By and large, film is a very accessible artform. Most of the time, I can just wheel into a cinema, watch a film, and get what it is about. I can understand the story the audience is being told. However, this wasn’t the case yesterday. John said he was going to watch a film at the Barbican, and once again invited me along. The film he intended to watch was called Peter Hujar’s Day. I’d never heard of it, but as usual try to be open to such opportunities.
We got into the screening room slightly late (my fault), but what I found myself watching was very odd indeed. It wasn’t a conventional film at all: it was just two people, a man and a woman, talking. They spoke and spoke, mostly about his apparent career as a photographer. Nothing else happened; there was no other action or any kind of establishing shots.
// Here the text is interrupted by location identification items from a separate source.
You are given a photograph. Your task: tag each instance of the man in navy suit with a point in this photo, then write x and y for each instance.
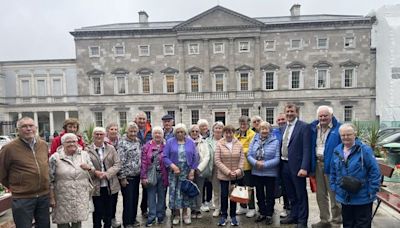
(295, 159)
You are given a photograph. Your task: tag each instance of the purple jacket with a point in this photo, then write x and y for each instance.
(147, 154)
(171, 153)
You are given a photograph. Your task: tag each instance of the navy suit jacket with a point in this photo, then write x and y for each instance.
(299, 148)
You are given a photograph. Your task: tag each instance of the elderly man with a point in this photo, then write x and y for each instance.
(295, 159)
(324, 138)
(24, 169)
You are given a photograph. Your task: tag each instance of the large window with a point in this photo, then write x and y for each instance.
(195, 116)
(348, 113)
(98, 119)
(170, 83)
(194, 83)
(219, 82)
(244, 81)
(269, 80)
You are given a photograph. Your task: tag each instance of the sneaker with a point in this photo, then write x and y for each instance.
(222, 221)
(251, 213)
(176, 220)
(115, 223)
(216, 213)
(234, 221)
(241, 211)
(268, 220)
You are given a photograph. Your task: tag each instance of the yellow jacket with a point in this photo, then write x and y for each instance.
(245, 141)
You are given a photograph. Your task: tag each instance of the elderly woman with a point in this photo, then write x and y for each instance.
(107, 164)
(203, 170)
(181, 157)
(152, 155)
(129, 151)
(212, 142)
(354, 159)
(70, 183)
(264, 158)
(229, 159)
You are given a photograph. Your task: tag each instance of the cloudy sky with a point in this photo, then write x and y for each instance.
(39, 29)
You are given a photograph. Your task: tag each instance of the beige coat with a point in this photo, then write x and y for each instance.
(112, 166)
(71, 187)
(227, 161)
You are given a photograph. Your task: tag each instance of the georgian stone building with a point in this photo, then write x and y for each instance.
(220, 64)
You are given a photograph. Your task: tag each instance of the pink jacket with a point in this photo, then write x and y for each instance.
(147, 153)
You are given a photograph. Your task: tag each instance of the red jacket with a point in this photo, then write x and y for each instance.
(57, 142)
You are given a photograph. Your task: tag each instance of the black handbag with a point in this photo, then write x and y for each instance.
(350, 184)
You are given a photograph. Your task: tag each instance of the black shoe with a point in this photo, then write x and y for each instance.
(260, 218)
(268, 220)
(289, 220)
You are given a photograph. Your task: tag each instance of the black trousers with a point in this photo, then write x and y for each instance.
(265, 190)
(357, 216)
(102, 209)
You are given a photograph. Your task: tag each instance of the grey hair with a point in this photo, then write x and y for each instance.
(180, 126)
(157, 129)
(322, 107)
(68, 135)
(202, 122)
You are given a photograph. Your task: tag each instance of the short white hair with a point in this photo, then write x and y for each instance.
(157, 129)
(202, 122)
(67, 136)
(180, 126)
(99, 129)
(325, 107)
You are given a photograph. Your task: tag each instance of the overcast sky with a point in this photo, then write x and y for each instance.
(39, 29)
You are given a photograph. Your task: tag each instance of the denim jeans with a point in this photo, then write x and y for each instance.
(156, 200)
(24, 210)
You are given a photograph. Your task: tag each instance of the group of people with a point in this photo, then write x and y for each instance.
(76, 179)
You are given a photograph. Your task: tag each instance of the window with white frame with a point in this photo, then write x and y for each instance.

While I recognised a few of the names the guy mentioned such as Susan Sontag, pretty soon I felt my mind wandering. To be honest when the film ended, I was baffled what I had just been watching.
In this case, however, context is all. When we got home John explained it to me: the film is essentially a dramatisation/visualisation of audiorecordings made in 1975 by Linda Rosenkrantz of her conversations with photographer Peter Hujar. The recordings tell of his interactions with all kinds of famous New York artists, such as Andy Warhol. They essentially give us a glimpse of the vibrant artistic landscape of New York fifty years ago. Being told that instantly put what I had just seen in a fresh light: it wasn’t just a piece of dull, pretentious fiction I’d assumed it to be, but an interesting fragment of reality and art history. Audio transposed into the visual. As soon as I was told that, I kicked myself for being such a luddite, and now feel the need to find out more.